En Estados Unidos existe un establishment político que maneja el poder a su antojo. Por un lado, muestra la cara amable y por el otro la del verdugo.  En ese juego, esa elite que responde al poderoso mundo corporativo le cierra el paso a todo lo que apenas pellizca los beneficios del poder, como ocurrió en las dos últimas primarias demócratas en las que la opción del senador Bernie Sanders fue apartada sin disimulo de las alternativas para las elecciones del 2016 y 2020.  Sin embargo, la alternativa de la extrema derecha, la de Donald Trump, fue aceptada con beneplácito por la cara dura del Establishment, porque contrario a la de Sanders, garantizaba las ganancias corporativas, en especial, aquellas productoras de energía de recursos fósiles, y emisoras de gases tóxicos para la atmósfera que se niegan a invertir en filtros industriales.  Representaba la reivindicación de la economía del proteccionismo y la línea política ultraconservadora.

En este último aspecto, en el político, Trump representó el retroceso en todos los avances de la lucha por la igualdad de derechos en el país y reivindicó a los grupos de Supremacía Blanca y  de los denominados neonazis.  Cosa que para el lado amable del establishment resultó inaceptable.
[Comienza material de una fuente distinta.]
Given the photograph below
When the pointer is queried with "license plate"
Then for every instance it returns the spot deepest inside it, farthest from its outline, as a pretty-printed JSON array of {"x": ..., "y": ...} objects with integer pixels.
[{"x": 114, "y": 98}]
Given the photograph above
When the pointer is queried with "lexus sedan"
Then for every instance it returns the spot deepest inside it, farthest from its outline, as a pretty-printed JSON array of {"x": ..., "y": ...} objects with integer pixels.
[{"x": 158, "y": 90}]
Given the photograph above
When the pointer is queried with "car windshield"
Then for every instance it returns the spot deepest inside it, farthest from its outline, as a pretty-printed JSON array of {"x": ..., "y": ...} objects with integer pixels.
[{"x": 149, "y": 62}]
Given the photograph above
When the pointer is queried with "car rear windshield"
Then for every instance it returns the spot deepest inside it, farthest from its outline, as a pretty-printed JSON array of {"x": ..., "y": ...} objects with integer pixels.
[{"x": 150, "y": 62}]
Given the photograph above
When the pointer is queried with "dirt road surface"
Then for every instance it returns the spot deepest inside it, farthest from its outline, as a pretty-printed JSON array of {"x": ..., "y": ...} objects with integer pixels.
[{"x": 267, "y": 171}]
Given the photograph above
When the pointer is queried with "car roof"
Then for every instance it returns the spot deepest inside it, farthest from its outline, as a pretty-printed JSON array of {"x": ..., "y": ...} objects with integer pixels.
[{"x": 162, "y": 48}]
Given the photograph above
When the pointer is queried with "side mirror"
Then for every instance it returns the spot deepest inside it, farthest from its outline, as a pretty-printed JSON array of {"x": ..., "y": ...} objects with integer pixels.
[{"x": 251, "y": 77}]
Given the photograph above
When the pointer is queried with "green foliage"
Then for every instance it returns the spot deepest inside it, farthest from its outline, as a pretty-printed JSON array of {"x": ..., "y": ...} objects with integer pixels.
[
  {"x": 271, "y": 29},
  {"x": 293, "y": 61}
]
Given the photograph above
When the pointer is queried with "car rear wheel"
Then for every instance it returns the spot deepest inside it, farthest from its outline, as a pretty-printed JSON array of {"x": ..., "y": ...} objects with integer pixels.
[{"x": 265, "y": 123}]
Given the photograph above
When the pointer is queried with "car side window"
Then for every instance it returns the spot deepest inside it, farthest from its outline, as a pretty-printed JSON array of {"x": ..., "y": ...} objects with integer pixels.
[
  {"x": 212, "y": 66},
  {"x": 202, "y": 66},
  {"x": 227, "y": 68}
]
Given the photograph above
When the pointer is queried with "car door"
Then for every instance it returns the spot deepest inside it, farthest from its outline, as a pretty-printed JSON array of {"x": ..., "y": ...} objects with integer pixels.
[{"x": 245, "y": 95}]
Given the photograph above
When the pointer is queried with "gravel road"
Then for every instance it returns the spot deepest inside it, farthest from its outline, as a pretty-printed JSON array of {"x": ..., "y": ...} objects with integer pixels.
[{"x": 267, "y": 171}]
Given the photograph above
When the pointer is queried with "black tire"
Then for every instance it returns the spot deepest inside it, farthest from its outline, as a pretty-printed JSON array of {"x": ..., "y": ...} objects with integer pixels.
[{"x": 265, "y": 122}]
Eso explica el enorme esfuerzo hecho por el Partido Demócrata para sacar a Trump del poder, y el abundante recurso financiero de esa iniciativa.

La actual administración de Joe Biden, en respuesta al apoyo recibido, marcado con el sello Anti-Trump, comenzó desde el primer día en la oficina Oval a revertir todas las órdenes ejecutivas ultraderechistas de Trump.  Esa antítesis parece haber sacado a la superficie los reales sentimientos de algunos intelectuales quienes han saltado como abejas alborotadas a atacar fieramente el establishment moderado rememorando sus elementos negativos, su pasado antiinmigrante y su compromiso con las grandes corporaciones.

Para nadie es un secreto que entre las etiquetas que marcaron la administración de Obama, se encuentra la enorme cantidad de deportaciones, la mayor en una administración, pero también se encuentran los esfuerzos por proteger a los jóvenes inmigrantes indocumentados (DACA) y la fracasada intención de una amnistía (DAPA).  También los cambios, mas positivos que negativos, en la política norteamericana hacia América Latina.  Lo mismo que las iniciativas de protección ambiental con la producción de energía limpia.

Lamentablemente, muchas personas han sido influenciadas por esta retórica que no hace mas que redimir el reciente triste pasado en el que los sentimientos mas nauseabundos de la humanidad ocuparon la mayor instancia de poder del país políticamente mas influyente del mundo.

La actual administración demócrata no es nada revolucionaria, pero por fortuna todo lo contrario, al retroceso que representó la republicana anterior.